Mathematical modelling of the turbulent combustion process is becoming increasingly applied in calculations to assist in the design and analysis of practical combustion devices for efficiency-improvement and emission reduction. The current requirement to accurately predict pollutant emissions in many applications has increased the need for linking turbulent flow calculations and finite- rate chemistry effects in a rigorous way. Several methodologies are available for modelling such interactions, including the transported probability density function (PDF) approach and the conditional moment closure (CMC) method.

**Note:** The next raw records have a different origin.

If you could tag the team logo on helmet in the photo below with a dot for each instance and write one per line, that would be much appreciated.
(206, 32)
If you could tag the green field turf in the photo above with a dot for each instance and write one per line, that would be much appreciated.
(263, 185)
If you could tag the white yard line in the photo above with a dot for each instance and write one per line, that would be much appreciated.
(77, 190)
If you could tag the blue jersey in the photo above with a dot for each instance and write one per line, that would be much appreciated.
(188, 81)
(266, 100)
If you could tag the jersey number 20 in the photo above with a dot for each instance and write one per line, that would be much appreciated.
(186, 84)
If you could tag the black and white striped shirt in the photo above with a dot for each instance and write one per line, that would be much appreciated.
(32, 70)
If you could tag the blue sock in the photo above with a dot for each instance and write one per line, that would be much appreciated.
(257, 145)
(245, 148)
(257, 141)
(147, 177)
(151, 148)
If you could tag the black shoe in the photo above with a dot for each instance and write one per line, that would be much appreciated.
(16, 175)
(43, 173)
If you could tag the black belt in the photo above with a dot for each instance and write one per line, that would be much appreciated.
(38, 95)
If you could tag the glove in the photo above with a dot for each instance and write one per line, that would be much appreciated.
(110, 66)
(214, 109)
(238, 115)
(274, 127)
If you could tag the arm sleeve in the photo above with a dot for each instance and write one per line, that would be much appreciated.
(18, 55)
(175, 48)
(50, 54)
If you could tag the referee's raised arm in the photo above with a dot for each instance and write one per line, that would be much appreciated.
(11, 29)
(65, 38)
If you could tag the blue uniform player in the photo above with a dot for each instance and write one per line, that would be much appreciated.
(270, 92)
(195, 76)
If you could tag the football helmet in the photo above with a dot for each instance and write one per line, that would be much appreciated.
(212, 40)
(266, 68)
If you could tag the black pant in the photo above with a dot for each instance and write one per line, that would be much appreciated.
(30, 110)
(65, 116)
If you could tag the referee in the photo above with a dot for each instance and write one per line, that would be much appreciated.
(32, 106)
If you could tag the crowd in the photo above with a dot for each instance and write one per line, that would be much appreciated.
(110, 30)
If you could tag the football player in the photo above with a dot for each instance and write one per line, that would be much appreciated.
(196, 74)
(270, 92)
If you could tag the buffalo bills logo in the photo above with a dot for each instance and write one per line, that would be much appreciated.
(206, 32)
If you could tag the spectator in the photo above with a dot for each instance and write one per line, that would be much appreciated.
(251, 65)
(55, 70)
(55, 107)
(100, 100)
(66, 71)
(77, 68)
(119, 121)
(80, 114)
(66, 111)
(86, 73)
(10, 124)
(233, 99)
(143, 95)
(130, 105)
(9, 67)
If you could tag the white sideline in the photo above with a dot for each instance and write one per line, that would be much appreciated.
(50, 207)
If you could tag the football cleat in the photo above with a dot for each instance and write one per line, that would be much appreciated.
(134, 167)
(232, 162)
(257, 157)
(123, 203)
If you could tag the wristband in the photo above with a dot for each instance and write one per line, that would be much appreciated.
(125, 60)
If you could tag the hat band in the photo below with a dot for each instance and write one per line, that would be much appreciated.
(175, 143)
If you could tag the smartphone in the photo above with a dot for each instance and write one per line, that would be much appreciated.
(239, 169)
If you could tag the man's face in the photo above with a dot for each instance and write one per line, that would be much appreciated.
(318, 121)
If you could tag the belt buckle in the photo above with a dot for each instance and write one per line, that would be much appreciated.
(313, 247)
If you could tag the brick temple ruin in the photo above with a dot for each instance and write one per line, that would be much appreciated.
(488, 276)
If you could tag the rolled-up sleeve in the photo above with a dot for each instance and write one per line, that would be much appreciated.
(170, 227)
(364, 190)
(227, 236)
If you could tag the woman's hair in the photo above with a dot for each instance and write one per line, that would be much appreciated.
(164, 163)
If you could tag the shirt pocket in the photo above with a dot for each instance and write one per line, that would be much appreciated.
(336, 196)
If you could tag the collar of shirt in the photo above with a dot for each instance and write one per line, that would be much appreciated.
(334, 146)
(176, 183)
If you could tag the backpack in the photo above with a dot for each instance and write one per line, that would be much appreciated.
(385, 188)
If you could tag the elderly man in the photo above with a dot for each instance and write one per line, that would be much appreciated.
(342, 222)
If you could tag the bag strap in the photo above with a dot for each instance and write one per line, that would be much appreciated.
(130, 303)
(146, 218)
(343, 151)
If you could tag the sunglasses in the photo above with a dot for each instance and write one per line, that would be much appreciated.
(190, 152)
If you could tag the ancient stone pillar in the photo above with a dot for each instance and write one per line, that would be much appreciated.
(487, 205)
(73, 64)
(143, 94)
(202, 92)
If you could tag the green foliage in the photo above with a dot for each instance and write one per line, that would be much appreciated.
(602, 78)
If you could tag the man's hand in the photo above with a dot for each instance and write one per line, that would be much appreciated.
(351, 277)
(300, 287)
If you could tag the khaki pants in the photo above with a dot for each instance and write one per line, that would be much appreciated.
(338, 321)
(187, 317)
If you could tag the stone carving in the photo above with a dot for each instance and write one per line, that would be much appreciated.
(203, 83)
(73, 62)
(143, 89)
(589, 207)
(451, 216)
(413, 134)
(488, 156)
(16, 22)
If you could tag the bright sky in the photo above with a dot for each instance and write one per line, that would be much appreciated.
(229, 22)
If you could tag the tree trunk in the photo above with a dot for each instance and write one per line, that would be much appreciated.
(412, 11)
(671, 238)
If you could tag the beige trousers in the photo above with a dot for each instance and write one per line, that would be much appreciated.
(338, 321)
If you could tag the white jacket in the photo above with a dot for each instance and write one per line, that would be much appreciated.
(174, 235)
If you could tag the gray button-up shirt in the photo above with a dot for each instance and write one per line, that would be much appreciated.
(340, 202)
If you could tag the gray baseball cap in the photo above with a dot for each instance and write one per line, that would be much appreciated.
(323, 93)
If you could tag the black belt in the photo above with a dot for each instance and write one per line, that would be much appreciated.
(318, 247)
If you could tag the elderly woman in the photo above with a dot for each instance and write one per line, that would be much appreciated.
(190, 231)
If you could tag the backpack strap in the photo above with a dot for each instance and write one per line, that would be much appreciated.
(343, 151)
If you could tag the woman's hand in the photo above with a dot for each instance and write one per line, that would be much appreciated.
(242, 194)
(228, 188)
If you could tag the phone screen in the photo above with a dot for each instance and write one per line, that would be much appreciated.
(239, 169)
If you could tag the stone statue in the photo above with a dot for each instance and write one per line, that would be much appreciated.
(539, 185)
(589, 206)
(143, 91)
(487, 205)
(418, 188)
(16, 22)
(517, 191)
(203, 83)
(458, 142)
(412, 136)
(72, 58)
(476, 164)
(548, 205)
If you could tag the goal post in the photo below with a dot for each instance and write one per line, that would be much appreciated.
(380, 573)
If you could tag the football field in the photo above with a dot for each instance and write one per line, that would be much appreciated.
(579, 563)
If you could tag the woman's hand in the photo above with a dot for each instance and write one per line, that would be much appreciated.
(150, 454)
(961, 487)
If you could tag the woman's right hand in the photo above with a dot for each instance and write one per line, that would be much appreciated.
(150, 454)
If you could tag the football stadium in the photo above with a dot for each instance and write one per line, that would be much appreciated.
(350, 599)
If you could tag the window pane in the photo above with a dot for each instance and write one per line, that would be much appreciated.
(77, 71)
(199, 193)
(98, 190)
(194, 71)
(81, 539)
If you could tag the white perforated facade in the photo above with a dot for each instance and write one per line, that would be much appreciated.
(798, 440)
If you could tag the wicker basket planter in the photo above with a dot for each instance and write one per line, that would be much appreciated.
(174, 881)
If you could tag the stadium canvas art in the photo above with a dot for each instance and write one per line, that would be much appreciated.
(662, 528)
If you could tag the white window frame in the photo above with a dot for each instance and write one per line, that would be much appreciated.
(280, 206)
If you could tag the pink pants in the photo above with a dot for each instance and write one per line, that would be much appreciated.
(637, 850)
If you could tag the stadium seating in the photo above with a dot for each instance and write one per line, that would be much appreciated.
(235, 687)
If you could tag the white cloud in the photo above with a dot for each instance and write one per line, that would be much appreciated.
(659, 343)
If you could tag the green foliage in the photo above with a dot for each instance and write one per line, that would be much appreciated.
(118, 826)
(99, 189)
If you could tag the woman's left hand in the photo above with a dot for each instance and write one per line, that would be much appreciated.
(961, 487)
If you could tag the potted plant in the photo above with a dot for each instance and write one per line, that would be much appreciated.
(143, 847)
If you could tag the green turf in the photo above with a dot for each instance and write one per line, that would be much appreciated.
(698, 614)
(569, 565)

Although in the early stages of its development, the CMC method has been shown to be a promising technique for predicting a wide range of practical problems. These include both premixed and non-premixed combustion, relatively slow chemistry effects, and ignition and extinction phenomena. This study concerns the CMC approach, and addresses the application of a number of models to a wide range of flows displaying varied compositions and geometries, including hydrogen and methane, and rim-stable and lifted jets. The impact of the choice of chemistry mechanism is considered for all the flows, and a higherorder
CMC chemistry closure is investigated for the hydrogen flames. Analysis is made as to the ability of a parabolic CMC model to predict such flows, and the performance of the sub-model interactions is also reported on. The method of
coupling the turbulent mixing field and the chemical kine tics is also investigated, and the effects of Reynolds stress and k - E turbulence closures upon subsequent
CMC calculations are compared in all the flows considered.
Overall, the results shown and conclusions drawn are very promising with respect to the possible future development of CMC. Requirements essential for this step forward of CMC methodologies for use in modelling practical geometries are specified, and an outline for the continuation of these studies is presented.